The RSA also raised concern about the lack of specific language in the new program around evictions. The rent relief initiative included in the budget halts evictions for up to one year once the relief funds have been received by the participating tenant or landlord. Ricci said last year’s rent relief program specified that despite an eviction moratorium, exceptions could be made for nuisance evictions––those filed by landlords against tenants who have a history of harassing behavior such as constant noise, sexual harassment of other tenants or disrupting the quality of life for other residents.

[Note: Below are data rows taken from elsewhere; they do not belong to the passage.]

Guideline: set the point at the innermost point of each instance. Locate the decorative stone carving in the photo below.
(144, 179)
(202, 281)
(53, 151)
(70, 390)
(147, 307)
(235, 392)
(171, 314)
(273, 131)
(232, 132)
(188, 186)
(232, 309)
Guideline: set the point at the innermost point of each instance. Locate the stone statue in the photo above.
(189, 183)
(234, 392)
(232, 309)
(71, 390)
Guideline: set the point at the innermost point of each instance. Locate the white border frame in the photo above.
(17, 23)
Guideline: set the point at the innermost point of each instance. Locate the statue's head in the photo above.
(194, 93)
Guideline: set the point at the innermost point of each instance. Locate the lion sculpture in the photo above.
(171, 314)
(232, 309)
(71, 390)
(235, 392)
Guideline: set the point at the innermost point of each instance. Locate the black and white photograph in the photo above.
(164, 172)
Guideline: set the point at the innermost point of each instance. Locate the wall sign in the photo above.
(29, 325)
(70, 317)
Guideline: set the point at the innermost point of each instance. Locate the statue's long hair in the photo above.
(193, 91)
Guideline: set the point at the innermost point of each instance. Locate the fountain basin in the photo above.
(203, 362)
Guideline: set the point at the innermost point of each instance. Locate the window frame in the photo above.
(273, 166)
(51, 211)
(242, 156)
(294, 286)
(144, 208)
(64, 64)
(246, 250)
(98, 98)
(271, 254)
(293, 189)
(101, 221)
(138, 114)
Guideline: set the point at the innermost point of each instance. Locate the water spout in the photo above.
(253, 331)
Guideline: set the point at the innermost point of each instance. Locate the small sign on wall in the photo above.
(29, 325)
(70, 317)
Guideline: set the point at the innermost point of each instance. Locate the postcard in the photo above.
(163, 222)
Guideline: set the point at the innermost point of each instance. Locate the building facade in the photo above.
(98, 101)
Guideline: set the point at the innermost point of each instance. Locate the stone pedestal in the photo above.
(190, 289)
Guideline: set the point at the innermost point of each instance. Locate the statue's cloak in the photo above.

Kavanagh said there is no specific language in the new bill that prevents landlords from pursuing nuisance evictions in housing court, but landlords noted that there was also no language specifically making an exception for such evictions.
“There’s some difference of opinion from legal experts––if you accept [the rent relief] money, can you still proceed with a nuisance eviction,” says Ricci. “So that would be the one area of concern that jumped out at us.”
Kavanagh said there were many lessons learned from the first rent relief program. The new program will have an online system that will accept applications on a rolling basis, and will be available in several languages. But community organizations in every locality will be critical to how quickly information about rent relief reaches tenants; he expects New York City to be one of the biggest recipients of the program. The state budget included a boost in administration funds as well as outreach funding to contract with nonprofit organizations to get the word out and to help tenants and landlords in their communities apply for the relief.
“We’re hoping that the processes of people becoming aware of it and people being able to apply will be smoother and quicker,” than previous rent relief efforts, Kavanagh says, adding that he expects the new program to kick off in the coming weeks. An estimated 800,000 to 1.2 million households are expected to benefit from the program, he said.
Other housing initiatives funded in the recent budget deal include the Homeownership Relief and Protection Program, which is slated to receive $600 million in federal funding to aid homeowners with mortgage, utility, or home energy payments, among other related expenses. Included within that funding, state legislators restored $20 million annually for the Homeowner Protection Program (HOPP) over the next three years, which aids property owners at risk of losing their homes with loan modifications or free legal services in court. Additionally, the state budget includes $25 million to rehab distressed properties and convert them into affordable homes for first-time buyers.